The Kunene River Flow Regime is influenced by the water needed to run the turbines at Ruacana Hydropower Scheme. Water is released during the working days and closed during weekends. This flow regulation affects the river and its aquatic organisms. Apart from the Ruacana Hydropower effect, the river flow is also influenced by the two falls, one at Ruacana and the other one downstream at Epupa.

The consultant was not convinced by the information given by the local staff, only when he managed to travel along the Kunene River, between Ruacana and near Kunene River Lodge that he was able to understand this river.
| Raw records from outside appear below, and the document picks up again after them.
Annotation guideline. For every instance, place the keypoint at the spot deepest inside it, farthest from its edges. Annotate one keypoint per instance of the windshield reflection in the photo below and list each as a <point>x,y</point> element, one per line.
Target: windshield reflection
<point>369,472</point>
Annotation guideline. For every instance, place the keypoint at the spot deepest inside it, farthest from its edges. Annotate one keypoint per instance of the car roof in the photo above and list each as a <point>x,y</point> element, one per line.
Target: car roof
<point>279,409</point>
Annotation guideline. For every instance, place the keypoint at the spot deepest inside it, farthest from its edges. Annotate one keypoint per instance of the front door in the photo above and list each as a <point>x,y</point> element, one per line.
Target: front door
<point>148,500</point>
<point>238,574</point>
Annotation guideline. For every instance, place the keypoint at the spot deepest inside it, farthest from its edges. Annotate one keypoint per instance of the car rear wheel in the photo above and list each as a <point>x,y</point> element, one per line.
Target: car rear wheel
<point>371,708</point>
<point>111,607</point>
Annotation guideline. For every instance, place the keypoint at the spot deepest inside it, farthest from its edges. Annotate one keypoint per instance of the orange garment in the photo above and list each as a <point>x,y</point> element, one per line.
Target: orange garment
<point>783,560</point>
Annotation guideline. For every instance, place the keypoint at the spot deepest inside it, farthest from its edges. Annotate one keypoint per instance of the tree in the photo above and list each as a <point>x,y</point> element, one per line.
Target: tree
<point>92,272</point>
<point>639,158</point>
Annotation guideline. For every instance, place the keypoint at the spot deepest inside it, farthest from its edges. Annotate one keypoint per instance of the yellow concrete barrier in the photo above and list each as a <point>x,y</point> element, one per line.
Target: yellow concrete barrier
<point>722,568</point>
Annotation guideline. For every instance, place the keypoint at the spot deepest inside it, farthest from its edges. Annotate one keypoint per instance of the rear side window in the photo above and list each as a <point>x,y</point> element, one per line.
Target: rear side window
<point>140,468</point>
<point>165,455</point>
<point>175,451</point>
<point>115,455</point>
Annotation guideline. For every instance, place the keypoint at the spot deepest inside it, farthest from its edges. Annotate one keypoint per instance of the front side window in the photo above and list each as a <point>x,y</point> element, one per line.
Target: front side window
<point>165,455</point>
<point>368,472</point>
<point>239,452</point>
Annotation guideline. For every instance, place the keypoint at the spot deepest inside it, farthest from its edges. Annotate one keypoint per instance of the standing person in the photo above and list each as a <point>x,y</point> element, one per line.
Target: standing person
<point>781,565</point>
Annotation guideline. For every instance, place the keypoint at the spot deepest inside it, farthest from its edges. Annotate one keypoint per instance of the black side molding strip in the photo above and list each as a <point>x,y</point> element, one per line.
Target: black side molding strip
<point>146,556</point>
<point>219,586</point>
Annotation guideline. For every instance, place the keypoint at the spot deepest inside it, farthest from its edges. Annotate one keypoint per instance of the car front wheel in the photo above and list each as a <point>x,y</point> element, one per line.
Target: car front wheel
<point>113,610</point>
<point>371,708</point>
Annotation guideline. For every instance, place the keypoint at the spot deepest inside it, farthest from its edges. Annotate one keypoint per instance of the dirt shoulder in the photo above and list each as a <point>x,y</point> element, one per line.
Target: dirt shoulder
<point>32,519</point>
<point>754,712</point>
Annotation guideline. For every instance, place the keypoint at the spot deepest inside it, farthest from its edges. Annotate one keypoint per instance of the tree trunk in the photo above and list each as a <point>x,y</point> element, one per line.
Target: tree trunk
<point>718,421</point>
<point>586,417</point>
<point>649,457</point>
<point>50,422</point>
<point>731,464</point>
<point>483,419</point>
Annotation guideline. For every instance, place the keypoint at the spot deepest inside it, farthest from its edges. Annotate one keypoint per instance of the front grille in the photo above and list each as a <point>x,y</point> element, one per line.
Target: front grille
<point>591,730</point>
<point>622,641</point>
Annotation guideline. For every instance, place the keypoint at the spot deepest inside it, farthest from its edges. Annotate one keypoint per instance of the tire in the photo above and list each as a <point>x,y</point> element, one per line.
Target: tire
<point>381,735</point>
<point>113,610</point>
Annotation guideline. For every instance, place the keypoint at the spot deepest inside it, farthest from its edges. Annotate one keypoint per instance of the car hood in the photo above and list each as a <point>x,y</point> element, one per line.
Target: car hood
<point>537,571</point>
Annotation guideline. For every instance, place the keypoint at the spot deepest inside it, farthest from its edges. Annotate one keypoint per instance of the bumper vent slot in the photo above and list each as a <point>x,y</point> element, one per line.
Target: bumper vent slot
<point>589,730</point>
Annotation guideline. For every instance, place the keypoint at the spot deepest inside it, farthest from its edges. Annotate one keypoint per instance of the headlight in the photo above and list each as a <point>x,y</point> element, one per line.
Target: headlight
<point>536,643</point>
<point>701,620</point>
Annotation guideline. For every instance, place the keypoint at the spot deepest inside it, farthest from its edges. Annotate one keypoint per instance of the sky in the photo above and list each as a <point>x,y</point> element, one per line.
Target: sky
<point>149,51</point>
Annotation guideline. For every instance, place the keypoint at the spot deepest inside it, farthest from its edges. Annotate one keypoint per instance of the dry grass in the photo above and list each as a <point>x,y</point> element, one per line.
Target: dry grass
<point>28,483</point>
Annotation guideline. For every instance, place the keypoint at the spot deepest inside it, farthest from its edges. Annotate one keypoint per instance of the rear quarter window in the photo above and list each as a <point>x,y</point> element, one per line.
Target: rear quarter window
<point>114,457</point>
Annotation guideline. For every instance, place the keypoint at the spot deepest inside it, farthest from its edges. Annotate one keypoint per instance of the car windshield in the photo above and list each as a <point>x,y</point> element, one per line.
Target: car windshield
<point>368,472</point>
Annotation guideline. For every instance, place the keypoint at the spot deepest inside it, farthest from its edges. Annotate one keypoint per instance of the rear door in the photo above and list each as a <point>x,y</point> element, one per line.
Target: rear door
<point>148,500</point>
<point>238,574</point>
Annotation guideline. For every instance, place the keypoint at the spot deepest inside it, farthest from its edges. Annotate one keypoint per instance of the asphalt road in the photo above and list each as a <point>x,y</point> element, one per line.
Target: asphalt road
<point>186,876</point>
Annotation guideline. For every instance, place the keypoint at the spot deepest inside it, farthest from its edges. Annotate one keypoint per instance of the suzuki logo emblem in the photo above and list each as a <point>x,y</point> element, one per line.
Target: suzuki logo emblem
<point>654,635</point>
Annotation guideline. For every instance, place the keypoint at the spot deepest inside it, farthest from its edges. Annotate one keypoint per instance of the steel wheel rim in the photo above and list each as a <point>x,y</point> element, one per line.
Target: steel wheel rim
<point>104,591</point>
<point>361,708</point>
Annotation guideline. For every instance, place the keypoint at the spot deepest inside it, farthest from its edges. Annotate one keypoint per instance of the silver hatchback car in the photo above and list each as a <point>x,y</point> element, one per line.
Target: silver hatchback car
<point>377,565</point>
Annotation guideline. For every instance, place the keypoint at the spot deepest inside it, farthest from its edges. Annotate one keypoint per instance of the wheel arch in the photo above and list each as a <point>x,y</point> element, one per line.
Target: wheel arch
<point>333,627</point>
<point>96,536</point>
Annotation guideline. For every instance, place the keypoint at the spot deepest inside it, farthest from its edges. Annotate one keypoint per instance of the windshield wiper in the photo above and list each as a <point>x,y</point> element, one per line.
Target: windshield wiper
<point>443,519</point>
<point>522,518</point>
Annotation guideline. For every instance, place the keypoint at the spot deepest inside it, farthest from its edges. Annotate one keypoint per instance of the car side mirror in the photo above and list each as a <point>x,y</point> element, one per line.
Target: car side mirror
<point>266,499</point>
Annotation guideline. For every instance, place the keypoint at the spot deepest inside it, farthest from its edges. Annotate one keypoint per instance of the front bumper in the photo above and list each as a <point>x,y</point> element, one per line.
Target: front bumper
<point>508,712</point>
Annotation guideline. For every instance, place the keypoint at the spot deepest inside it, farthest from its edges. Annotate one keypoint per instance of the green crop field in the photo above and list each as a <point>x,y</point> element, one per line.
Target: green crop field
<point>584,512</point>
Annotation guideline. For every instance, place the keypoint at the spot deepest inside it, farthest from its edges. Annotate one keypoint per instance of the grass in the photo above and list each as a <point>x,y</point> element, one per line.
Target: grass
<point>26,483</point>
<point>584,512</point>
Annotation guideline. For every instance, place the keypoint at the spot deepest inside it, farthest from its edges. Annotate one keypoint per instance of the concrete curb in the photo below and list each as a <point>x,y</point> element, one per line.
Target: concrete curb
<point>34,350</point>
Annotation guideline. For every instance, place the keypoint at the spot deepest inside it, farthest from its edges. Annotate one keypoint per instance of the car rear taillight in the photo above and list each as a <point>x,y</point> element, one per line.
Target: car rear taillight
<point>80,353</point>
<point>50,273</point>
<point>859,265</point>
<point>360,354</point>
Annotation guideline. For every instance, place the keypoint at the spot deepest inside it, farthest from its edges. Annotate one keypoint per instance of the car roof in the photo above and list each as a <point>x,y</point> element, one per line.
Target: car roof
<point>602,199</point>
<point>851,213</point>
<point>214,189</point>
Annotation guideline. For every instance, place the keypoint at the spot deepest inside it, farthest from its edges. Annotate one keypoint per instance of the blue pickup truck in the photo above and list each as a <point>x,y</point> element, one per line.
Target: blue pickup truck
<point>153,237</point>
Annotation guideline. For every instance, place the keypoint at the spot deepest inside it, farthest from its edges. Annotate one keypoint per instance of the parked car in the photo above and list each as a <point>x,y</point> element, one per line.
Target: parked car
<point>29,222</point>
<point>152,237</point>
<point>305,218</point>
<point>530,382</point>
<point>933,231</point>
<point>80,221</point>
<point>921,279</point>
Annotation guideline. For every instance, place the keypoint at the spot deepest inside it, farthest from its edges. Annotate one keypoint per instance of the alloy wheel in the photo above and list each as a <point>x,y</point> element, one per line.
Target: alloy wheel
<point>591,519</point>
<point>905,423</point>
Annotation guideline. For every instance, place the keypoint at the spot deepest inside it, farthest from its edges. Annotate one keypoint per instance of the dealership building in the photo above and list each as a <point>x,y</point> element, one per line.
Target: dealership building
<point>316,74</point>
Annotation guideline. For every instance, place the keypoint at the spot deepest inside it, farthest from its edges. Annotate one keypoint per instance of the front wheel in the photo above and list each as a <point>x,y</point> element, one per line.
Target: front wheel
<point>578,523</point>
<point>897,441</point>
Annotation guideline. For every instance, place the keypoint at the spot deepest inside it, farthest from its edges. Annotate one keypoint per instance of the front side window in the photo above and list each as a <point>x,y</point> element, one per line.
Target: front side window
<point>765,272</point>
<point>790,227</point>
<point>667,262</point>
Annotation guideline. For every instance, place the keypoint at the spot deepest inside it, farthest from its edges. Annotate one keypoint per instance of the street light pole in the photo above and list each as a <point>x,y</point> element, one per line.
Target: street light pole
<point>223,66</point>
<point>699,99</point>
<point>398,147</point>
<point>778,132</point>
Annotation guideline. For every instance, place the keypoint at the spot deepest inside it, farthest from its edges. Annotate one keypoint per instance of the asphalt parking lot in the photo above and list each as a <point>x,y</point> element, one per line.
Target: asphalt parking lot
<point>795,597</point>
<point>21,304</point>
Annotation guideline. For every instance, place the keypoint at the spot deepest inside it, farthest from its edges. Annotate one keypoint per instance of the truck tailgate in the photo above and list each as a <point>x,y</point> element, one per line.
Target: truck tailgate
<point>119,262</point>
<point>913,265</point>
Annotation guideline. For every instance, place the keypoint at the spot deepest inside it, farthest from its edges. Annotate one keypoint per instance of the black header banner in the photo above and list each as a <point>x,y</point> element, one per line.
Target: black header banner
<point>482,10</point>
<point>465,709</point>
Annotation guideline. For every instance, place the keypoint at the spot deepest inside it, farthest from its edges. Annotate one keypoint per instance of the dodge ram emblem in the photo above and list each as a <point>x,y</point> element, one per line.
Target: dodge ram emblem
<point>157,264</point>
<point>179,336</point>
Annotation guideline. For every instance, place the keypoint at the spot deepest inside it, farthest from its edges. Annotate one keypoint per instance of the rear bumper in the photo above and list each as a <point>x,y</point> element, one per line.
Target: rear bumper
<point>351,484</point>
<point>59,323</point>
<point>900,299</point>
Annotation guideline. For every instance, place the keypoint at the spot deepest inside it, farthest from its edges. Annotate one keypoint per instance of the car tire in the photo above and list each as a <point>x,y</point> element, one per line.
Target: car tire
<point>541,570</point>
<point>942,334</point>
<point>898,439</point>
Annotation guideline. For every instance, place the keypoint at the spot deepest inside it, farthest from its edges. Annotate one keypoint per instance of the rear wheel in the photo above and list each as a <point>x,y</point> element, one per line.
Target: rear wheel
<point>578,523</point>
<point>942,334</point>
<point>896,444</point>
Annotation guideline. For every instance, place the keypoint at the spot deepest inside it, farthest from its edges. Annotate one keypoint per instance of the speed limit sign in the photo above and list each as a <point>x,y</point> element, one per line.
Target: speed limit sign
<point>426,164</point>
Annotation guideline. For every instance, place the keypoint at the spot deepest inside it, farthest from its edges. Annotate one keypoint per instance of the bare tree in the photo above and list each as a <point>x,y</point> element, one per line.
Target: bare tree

Together with other staff, the consultant attempted to sample for prawns in this stretch without catching any. The team agreed that, collection should only be done downstream of the second falls (Epupa). Downstream of Epupa, a prawn was collected once in 2009, by attaching itself on a gill net, made to sample the fish species. It was again advised by local staff who conduct the Annual Fisheries Biological Survey that, although prawns have been recorded downstream of Epupa (Otjinugua/Marienfluss), it may not be found in a required amount. After hearing the revelation on how difficult is it to reach the Kunene River Mouth, the consultant recommended that collection should be done downstream of Epupa Falls in order to avoid complications in terms of logistic with regards to reaching the Kunene River Mouth.

Collection method and materials
After an approval was given by the permanent secretary, on Monday the 30 September 2013 a team of five staff, consisting of three (Ngulu A., Ekandjo M.N. and Le Diep Lan) from Ongediva and two (Ndikwetepo O. and Le Thien Ly) from Onavivi offices respectively, travelled to Otjinugua/Marienfluss, some 300 km downstream of Epupa Falls. On the second day (Tuesday the 01/10/2013), the team arrived at Otjinugua and immediately set about 83 traps of different types. These consisted of sixty (60) made out of Coca-Cola bottles, twenty (20) made out of pipes, two funnels made out of shade nets and one big trap using a paraffin lamp to attract the prey. Setting was done for three days. And the duration was twelve hours, i.e 18-17 hours in the afternoon and retrieved at 6-hours early morning. Traps were set along the reeds on either banks of the river.

Environmental parameters were recorded at 6.30 Am and at 5.30 Pm from during 2nd to 4th of October. On the first day, the water level was moderately low, just about 1.3 m. during the two consecutive days, water levels raised to above 2 m. This was due to the effect of the Ruacana Hydropower Scheme that started operation on Monday the 30th.

Findings
On the first day of retrieving, a total of eight prawns. These were all caught by the pipe made traps. On the second day of retrieving; only two prawns were caught, still by the pipe made traps. On the last day, nothing was caught. Therefore a total of ten prawns were caught of which one was very young. All the ten prawn caught died in the third day due to lack of dissolved oxygen in the water container where they were kept. There was no much effort made to aerate the container.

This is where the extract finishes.